A fraudulent transfer, also known as a “fraudulent conveyance” or “fraudulent disposition,” is an attempt to illegally move, conceal, or otherwise dispose of an asset to defraud creditors or other interested parties. This type of transfer can be deliberate or unintentional and is a violation of both state and federal law in the United States. By recognizing the signs of a fraudulent transfer and knowing how to protect yourself against such transactions, you can help prevent the loss of funds and assets.

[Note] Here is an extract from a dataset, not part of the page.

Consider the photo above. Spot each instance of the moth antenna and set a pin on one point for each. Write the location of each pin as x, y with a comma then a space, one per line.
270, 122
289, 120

Red Flags of Fraudulent Transfers
Fraudulent transfers may be difficult to detect and can occur in many ways. However, there are certain common red flags or indicators of fraud to watch out for:
- Transfers of assets for substantially less than their value
- Transfers made to obscure or shell companies or companies without an established track record
- Transfers made with the intent to hinder, delay, or defraud creditors
- Transfers made to avoid, diminish, or otherwise evade financial obligations
- Transfers made to remove assets outside of the reach of legal proceedings
Protecting Yourself From Fraudulent Transfers
The simplest way to protect yourself from fraudulent transfers is to ensure that you are aware of how funds and assets are being moved in and out of your companies and accounts. Review any transfers carefully and ask for more information if something looks suspicious. Additionally, you should consult with an experienced attorney if you believe you may be a victim of a fraudulent transfer and, if applicable, file a complaint with the relevant authorities.
By understanding more about fraudulent transfers and taking steps to prevent them, you can better protect yourself and your business from avoidable harm.